\documentclass[12pt]{article}
%
% Preamble
%
\usepackage{authblk}
\usepackage{enumitem}
\usepackage{fullpage}
\usepackage{amsmath}
\usepackage{hyperref}
\usepackage[T1]{fontenc}
\usepackage{mathpazo}
\usepackage[utf8]{inputenc}
\usepackage{microtype}
%
% Title page
%
\title{What's wrong with Bayesian methods?}
\author{E.~T.~Jaynes}
\date{April 1984}
\affil{St.~John's College and Cavendish Laboratory, Cambridge, CB2 1TP, UK}
\begin{document}
\maketitle
%
% Matter
%
Our title is the title of a talk given in Cambridge on Feb.~3, 1984, by Professor G. A. Barnard. For him it was a question
to be taken seriously, and answered seriously. But for us it is
only a rhetorical question; for while we see many things in
Bayesian methods that are still incomplete and in need of
further technical development, we are unable to see anything
basically wrong with them.
However, Barnard's argument proved to be valuable, because
it framed our differences in such a clear and sharp way.
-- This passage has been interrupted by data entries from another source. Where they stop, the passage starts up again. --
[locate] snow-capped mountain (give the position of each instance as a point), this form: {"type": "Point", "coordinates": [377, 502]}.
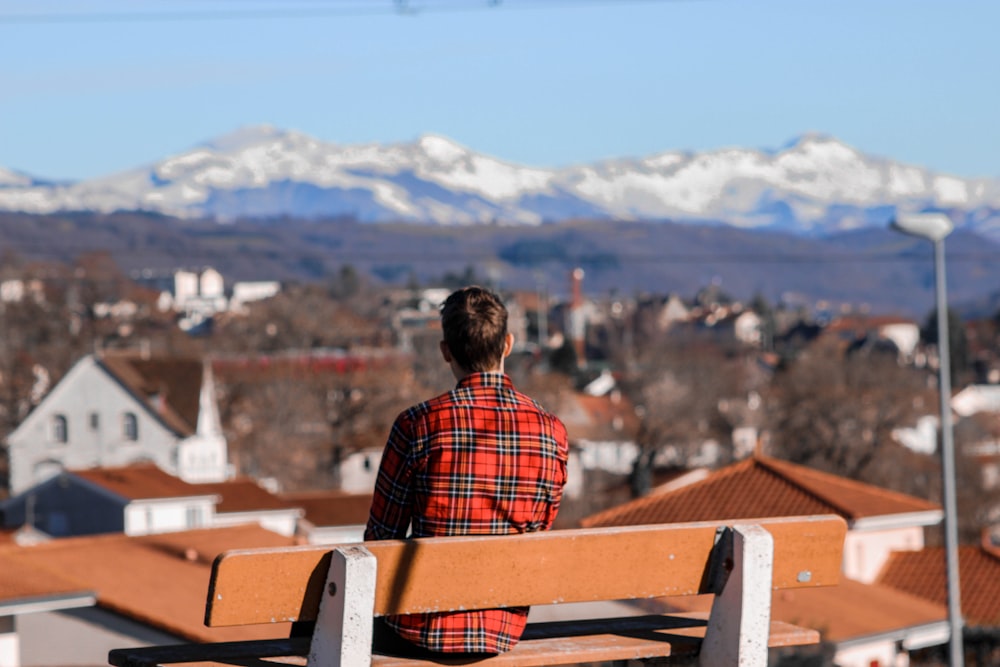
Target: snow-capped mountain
{"type": "Point", "coordinates": [813, 184]}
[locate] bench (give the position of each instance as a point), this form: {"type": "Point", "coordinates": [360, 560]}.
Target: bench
{"type": "Point", "coordinates": [334, 593]}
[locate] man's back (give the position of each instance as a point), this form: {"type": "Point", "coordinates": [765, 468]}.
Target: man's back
{"type": "Point", "coordinates": [480, 459]}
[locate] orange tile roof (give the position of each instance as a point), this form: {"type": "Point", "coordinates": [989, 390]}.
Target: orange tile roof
{"type": "Point", "coordinates": [20, 580]}
{"type": "Point", "coordinates": [170, 387]}
{"type": "Point", "coordinates": [761, 487]}
{"type": "Point", "coordinates": [140, 481]}
{"type": "Point", "coordinates": [848, 611]}
{"type": "Point", "coordinates": [242, 495]}
{"type": "Point", "coordinates": [158, 580]}
{"type": "Point", "coordinates": [922, 573]}
{"type": "Point", "coordinates": [332, 508]}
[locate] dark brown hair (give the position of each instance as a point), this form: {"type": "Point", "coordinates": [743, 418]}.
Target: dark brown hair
{"type": "Point", "coordinates": [474, 321]}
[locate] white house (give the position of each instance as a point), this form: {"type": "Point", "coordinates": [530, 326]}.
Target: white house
{"type": "Point", "coordinates": [116, 409]}
{"type": "Point", "coordinates": [67, 602]}
{"type": "Point", "coordinates": [135, 500]}
{"type": "Point", "coordinates": [881, 626]}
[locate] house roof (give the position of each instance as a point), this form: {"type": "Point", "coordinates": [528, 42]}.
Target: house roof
{"type": "Point", "coordinates": [922, 573]}
{"type": "Point", "coordinates": [762, 487]}
{"type": "Point", "coordinates": [850, 610]}
{"type": "Point", "coordinates": [140, 481]}
{"type": "Point", "coordinates": [22, 580]}
{"type": "Point", "coordinates": [158, 580]}
{"type": "Point", "coordinates": [243, 495]}
{"type": "Point", "coordinates": [332, 508]}
{"type": "Point", "coordinates": [608, 417]}
{"type": "Point", "coordinates": [170, 387]}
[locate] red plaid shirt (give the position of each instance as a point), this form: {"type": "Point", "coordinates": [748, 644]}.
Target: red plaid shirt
{"type": "Point", "coordinates": [482, 459]}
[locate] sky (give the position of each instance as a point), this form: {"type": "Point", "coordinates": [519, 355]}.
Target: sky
{"type": "Point", "coordinates": [90, 88]}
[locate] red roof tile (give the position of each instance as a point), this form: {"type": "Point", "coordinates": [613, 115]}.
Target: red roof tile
{"type": "Point", "coordinates": [140, 481]}
{"type": "Point", "coordinates": [159, 580]}
{"type": "Point", "coordinates": [847, 611]}
{"type": "Point", "coordinates": [922, 573]}
{"type": "Point", "coordinates": [242, 495]}
{"type": "Point", "coordinates": [761, 487]}
{"type": "Point", "coordinates": [332, 508]}
{"type": "Point", "coordinates": [171, 387]}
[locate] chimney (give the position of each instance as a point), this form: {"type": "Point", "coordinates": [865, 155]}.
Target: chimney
{"type": "Point", "coordinates": [577, 323]}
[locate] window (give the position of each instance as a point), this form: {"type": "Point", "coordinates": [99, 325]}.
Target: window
{"type": "Point", "coordinates": [130, 426]}
{"type": "Point", "coordinates": [60, 429]}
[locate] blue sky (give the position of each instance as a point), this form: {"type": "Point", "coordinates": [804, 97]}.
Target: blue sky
{"type": "Point", "coordinates": [89, 88]}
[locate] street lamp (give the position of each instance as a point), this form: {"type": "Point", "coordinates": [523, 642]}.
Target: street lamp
{"type": "Point", "coordinates": [935, 227]}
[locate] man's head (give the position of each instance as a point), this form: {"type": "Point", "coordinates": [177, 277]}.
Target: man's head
{"type": "Point", "coordinates": [474, 321]}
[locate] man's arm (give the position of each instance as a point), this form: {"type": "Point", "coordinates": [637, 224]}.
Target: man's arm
{"type": "Point", "coordinates": [392, 503]}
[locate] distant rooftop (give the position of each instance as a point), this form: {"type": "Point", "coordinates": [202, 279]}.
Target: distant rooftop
{"type": "Point", "coordinates": [141, 481]}
{"type": "Point", "coordinates": [922, 573]}
{"type": "Point", "coordinates": [158, 580]}
{"type": "Point", "coordinates": [761, 487]}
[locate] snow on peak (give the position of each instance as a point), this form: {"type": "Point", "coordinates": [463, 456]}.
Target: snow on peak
{"type": "Point", "coordinates": [10, 178]}
{"type": "Point", "coordinates": [810, 181]}
{"type": "Point", "coordinates": [441, 149]}
{"type": "Point", "coordinates": [243, 137]}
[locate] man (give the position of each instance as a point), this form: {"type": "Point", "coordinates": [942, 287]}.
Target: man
{"type": "Point", "coordinates": [481, 459]}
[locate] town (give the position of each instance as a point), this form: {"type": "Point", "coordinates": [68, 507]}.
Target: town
{"type": "Point", "coordinates": [151, 421]}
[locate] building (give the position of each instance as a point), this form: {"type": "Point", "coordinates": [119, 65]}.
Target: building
{"type": "Point", "coordinates": [70, 601]}
{"type": "Point", "coordinates": [112, 409]}
{"type": "Point", "coordinates": [866, 622]}
{"type": "Point", "coordinates": [142, 499]}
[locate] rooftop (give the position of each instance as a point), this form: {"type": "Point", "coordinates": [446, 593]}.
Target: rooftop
{"type": "Point", "coordinates": [140, 481]}
{"type": "Point", "coordinates": [922, 573]}
{"type": "Point", "coordinates": [761, 487]}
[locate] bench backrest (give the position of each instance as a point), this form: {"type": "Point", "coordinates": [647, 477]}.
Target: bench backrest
{"type": "Point", "coordinates": [442, 574]}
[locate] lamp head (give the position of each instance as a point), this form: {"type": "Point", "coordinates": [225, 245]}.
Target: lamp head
{"type": "Point", "coordinates": [931, 226]}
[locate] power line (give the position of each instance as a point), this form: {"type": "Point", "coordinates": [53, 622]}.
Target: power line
{"type": "Point", "coordinates": [331, 9]}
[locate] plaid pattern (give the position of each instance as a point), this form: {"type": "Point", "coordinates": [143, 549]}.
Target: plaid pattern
{"type": "Point", "coordinates": [482, 459]}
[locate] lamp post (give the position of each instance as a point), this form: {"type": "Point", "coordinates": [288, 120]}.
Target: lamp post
{"type": "Point", "coordinates": [935, 227]}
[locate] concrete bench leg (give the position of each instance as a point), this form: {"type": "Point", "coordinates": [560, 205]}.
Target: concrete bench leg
{"type": "Point", "coordinates": [343, 634]}
{"type": "Point", "coordinates": [740, 620]}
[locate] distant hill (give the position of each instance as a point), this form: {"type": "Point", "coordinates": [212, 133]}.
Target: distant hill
{"type": "Point", "coordinates": [886, 270]}
{"type": "Point", "coordinates": [815, 185]}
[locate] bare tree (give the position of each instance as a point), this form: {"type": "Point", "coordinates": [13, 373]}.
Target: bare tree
{"type": "Point", "coordinates": [836, 412]}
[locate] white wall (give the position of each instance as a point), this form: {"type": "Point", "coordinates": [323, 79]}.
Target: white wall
{"type": "Point", "coordinates": [80, 637]}
{"type": "Point", "coordinates": [86, 391]}
{"type": "Point", "coordinates": [163, 516]}
{"type": "Point", "coordinates": [10, 654]}
{"type": "Point", "coordinates": [359, 470]}
{"type": "Point", "coordinates": [865, 552]}
{"type": "Point", "coordinates": [865, 655]}
{"type": "Point", "coordinates": [276, 521]}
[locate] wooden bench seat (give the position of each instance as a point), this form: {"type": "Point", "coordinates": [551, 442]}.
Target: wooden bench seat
{"type": "Point", "coordinates": [340, 589]}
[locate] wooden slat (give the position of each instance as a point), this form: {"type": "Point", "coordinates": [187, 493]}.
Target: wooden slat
{"type": "Point", "coordinates": [441, 574]}
{"type": "Point", "coordinates": [559, 643]}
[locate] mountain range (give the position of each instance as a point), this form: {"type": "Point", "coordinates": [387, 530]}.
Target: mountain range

Thirty
years ago Jimmie Savage remarked of statistics that ``there has
seldom been such complete disagreement and breakdown of
communication since the Tower of Babel.'' Pondering Barnard's
remarks we were able to see where our communication has failed,
more clearly than before.
For decades Bayesians have been accused of ``supposing that
an unknown parameter is a random variable''; and we have denied,
hundreds of times and with increasing vehemence, that we are
making any such assumption. We have been unable to comprehend
why our denials have no effect, and that charge continued to be
made.
Sometimes, in our perplexity it has seemed to us that there are two fundamentally different kinds of mentality in
statistics; those who see the point of Bayesian inference at
once; and need no explanation; and those who never see it:
however much explanation is given. But Bernard's remarks
provided a clue to what has been causing the genuine Tower of Babel situation.
Barnard defined the term ``statistics'' as follows:
\begin{enumerate}[label=(\Alph*)]
\item It is
not concerned with decision making; and it is not concerned
with scientific inference in general.
\item Rather, statistics is
``that part of inference where experiments are repeatable, their
results only partially so.''
\item Any models we use must be verifiable --- or at least criticizable --- and the probabilities
we use must be frequencies.
\end{enumerate}
He then explained that Bayesian methods of parameter estimation, which express the result of a parameter
estimation, are illogical; for how could the distribution of
a parameter possibly become known from data which were taken
with only one value of the parameter actually present?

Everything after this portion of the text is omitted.